College football recruiting is a game of chance

by Michael Baldwin Modified: July 31, 2011 at 10:33 pm •  Published: July 31, 2011

Players haven't reported for fall camp for this season, and the Sooners already have more than half of their 2012 class lined up.

In what is projected to be a class of 22 players, a dozen recruits have orally committed to OU.

"We're not trying to fill up," said coach Bob Stoops. "We don't push for it. If a guy we've really studied, a guy we really like, wants to come, we'll take him."

Recruiting is vastly different than it was 10 or 20 years ago.

The new trend removes most of the drama on national signing day. The first Wednesday in February is the equivalent of national political conventions. Results are known before they're announced.

The one benefit for high school kids is if they orally commit in May, June or July, then they can concentrate on their upcoming senior season and academics.

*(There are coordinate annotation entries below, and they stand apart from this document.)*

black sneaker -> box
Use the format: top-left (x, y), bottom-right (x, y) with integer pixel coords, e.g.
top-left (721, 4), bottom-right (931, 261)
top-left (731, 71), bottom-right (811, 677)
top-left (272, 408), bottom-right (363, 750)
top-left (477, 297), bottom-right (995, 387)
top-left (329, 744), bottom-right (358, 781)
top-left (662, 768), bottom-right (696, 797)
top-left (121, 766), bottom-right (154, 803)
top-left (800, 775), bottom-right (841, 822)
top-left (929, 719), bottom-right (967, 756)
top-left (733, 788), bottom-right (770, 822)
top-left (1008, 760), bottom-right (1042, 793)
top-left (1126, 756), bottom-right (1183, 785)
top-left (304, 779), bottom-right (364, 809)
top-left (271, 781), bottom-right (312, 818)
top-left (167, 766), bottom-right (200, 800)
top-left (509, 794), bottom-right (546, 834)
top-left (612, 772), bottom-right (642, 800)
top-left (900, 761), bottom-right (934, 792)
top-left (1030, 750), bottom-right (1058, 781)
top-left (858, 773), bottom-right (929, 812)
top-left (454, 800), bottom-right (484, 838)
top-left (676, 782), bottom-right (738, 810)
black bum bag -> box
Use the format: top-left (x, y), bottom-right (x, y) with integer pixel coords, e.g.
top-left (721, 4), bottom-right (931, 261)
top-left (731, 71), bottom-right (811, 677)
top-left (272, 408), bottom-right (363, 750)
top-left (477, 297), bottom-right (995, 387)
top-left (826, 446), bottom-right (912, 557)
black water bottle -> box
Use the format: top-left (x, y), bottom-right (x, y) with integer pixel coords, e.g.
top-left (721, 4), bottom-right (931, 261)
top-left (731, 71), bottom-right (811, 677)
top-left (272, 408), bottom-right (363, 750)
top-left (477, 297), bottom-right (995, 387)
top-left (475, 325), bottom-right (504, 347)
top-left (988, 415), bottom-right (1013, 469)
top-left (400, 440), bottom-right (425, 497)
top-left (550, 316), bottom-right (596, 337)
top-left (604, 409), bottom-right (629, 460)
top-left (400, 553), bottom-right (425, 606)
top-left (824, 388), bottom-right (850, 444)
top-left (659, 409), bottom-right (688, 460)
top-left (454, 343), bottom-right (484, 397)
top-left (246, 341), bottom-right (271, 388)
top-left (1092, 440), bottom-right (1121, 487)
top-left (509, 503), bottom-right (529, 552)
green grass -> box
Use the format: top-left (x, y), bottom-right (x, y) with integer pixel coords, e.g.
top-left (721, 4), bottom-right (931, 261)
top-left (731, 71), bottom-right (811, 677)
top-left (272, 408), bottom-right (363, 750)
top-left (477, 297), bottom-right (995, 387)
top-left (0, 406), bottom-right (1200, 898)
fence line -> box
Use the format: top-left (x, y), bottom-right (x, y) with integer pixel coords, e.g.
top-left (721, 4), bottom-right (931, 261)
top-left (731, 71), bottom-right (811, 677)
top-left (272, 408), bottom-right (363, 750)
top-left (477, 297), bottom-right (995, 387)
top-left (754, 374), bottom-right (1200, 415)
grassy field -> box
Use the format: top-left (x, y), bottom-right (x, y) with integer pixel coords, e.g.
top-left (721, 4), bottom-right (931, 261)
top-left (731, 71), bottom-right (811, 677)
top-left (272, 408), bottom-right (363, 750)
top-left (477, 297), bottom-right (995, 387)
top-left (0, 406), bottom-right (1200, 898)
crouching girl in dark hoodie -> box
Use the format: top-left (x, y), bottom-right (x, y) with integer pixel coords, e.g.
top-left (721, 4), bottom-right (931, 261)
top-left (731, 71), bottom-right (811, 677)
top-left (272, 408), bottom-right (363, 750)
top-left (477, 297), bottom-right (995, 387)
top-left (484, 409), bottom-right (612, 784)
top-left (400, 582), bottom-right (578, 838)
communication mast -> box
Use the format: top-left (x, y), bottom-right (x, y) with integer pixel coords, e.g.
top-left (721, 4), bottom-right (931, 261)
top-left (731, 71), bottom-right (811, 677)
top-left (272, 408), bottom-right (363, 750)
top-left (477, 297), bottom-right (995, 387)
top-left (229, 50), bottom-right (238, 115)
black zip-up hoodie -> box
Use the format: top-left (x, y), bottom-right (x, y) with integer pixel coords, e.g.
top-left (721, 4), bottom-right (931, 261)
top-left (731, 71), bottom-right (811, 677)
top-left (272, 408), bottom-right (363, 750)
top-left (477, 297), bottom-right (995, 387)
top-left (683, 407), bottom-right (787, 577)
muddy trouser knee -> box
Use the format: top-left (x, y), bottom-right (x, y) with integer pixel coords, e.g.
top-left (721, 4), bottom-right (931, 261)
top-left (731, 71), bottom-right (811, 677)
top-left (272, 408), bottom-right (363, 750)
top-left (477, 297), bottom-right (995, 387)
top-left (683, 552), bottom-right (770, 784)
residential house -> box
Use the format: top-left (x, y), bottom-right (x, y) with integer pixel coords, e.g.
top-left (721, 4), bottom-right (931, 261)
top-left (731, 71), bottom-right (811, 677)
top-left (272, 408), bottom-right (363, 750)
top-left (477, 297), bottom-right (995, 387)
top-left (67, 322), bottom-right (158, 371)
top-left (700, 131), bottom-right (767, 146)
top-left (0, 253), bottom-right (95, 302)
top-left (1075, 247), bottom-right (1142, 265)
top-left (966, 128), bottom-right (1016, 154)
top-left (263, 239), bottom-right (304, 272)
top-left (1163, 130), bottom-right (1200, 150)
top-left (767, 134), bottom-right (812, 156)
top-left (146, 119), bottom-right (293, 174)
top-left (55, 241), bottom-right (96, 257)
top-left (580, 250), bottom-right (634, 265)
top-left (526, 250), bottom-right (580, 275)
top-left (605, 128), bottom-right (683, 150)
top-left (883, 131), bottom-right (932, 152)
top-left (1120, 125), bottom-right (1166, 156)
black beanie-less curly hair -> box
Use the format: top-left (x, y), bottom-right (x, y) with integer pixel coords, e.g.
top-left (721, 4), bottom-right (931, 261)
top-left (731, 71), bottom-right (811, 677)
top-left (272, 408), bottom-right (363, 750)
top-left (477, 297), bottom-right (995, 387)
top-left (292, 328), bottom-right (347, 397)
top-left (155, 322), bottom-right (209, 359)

But because of the new landscape, high school players often feel pressure to commit early. It's risky to slow-play two or three schools.

"They're realizing, 'I don't have the luxury of waiting until the fall. That may be the place I know I want to go, but it sure would be fun to take those three (recruiting) trips,'" Stoops said. "Then all of a sudden in the fall, we don't have that spot anymore."

An example: In a particular year, the Sooners might have only two slots earmarked for cornerbacks with five prospects on their list.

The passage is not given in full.